Moist bread? Dry bread? Seasoned bread fat?

It never decides.

🍒 Cranberry Sauce: Sour, Sour, and… More Sour

A jiggling red mystery. Somewhere between jelly, jam, and alien lifeform.

First taste: sour.

Second taste: really sour.

Third taste: emergency water.

🫒 Black Olives: The Childhood MVP

Ten olives. Ten fingertips. Pop-pop-pop.

A toy disguised as food — and somehow the highlight of the whole plate.

😴 Then Comes the Food Coma

Once the plates are cleared, the room slows:

Eyes droop. Voices fade. Couches swallow people whole.

This is real biology — postprandial somnolence, the classic food coma.

Heavy carbs + fats + sugar + overeating = shutdown mode.

Some don’t “survive” it literally.

☀️ Spain Doesn’t Come With Any of This

No turkey fog.

No sugary vegetables.

No once-a-year pies.

No emergency chaser for cranberry regret.

Just daily, simple, beautiful food with flavor you actually want — and no obligation to pretend otherwise.

📜 The Gratitude Disguise

Let’s speak clearly:

Thanksgiving isn’t just about food. It’s about ritualized forgetting.

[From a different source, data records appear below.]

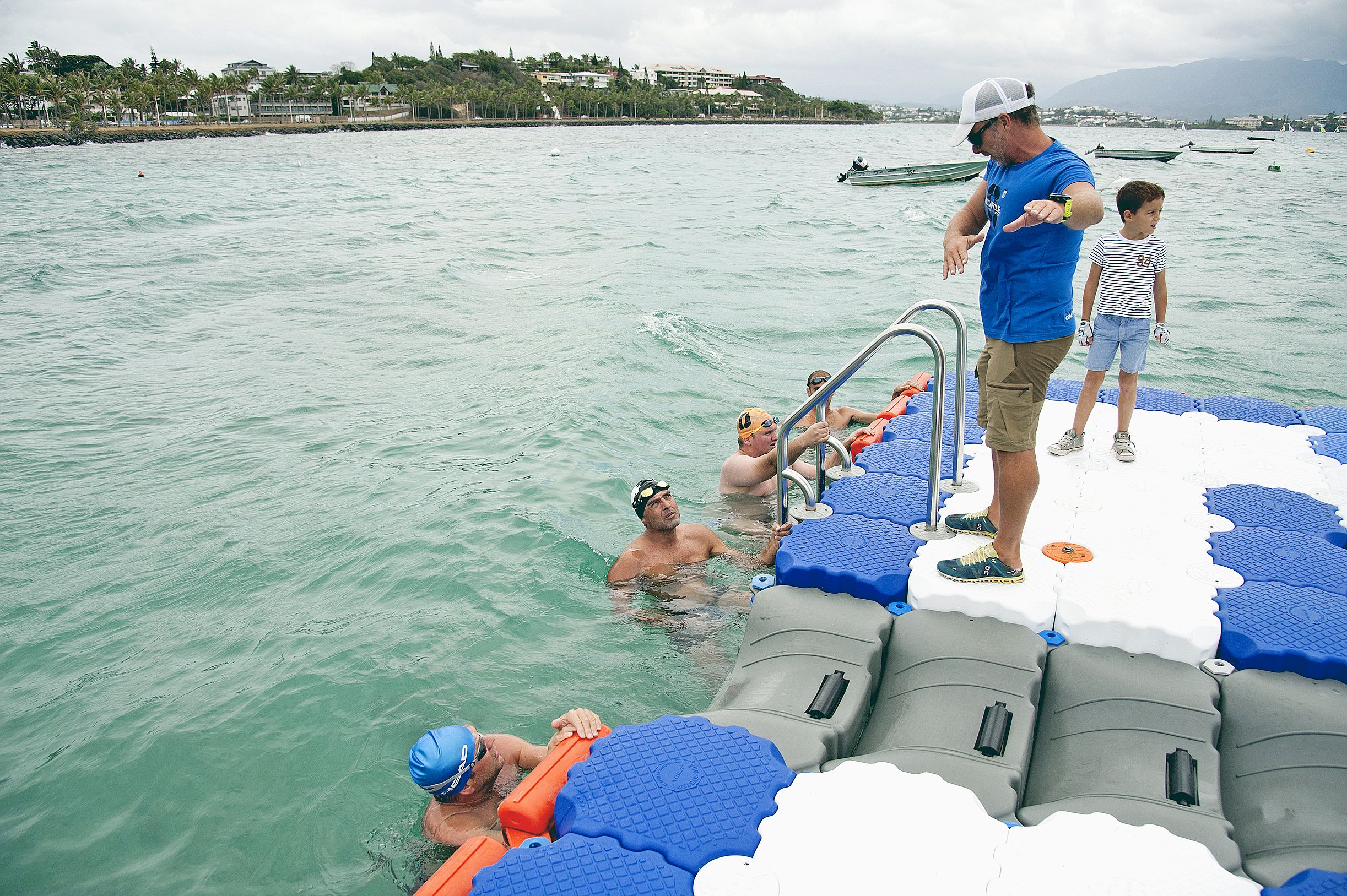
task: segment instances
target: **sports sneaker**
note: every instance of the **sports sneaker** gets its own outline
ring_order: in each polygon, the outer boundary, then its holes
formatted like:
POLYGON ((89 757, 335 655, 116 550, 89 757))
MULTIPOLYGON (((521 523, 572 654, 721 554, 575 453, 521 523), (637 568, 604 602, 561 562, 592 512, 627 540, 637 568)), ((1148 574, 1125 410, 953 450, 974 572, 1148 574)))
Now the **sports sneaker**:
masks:
POLYGON ((1113 455, 1127 463, 1137 459, 1137 446, 1131 443, 1131 433, 1113 434, 1113 455))
POLYGON ((1061 434, 1061 438, 1048 446, 1048 450, 1056 455, 1061 454, 1075 454, 1083 450, 1086 446, 1086 437, 1083 433, 1076 433, 1075 430, 1067 430, 1061 434))
POLYGON ((995 523, 987 516, 986 508, 978 511, 977 513, 951 513, 944 517, 946 528, 954 532, 964 532, 967 535, 986 535, 987 538, 997 536, 995 523))
POLYGON ((1006 566, 994 544, 983 544, 956 561, 940 561, 935 565, 935 571, 955 582, 1014 585, 1024 581, 1024 570, 1006 566))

It’s a harvest feast built on a genocide.

While we rehearse paper pilgrim hats and cornucopia crafts, the truth sits silent and inconvenient:

• That the same Mayflower passengers who feasted were also the architects of stolen land, broken treaties, and systemic erasure.

• That Native communities who welcomed strangers were repaid with warfare, smallpox, and centuries of policy masquerading as civilization.

• That we teach our children gratitude — but surgically omit accountability.

• That we celebrate survival — but ignore the price others paid for it.

It’s not memory.

It’s myth.

And myths that don’t tell the whole truth become weapons.

So no, I don’t miss Thanksgiving.

Not even a little.

Not the food.

Not the fog.

And not the fantasy that calls itself history.

I’ll keep my olives, my sunshine, and my life here instead.

I’ll give thanks every day — not once a year — and I’ll do it without dancing on the history we refuse to face.

Thanksgiving? No gracias.

Truth? Always.

So happy Thanksgiving!  Just kidding.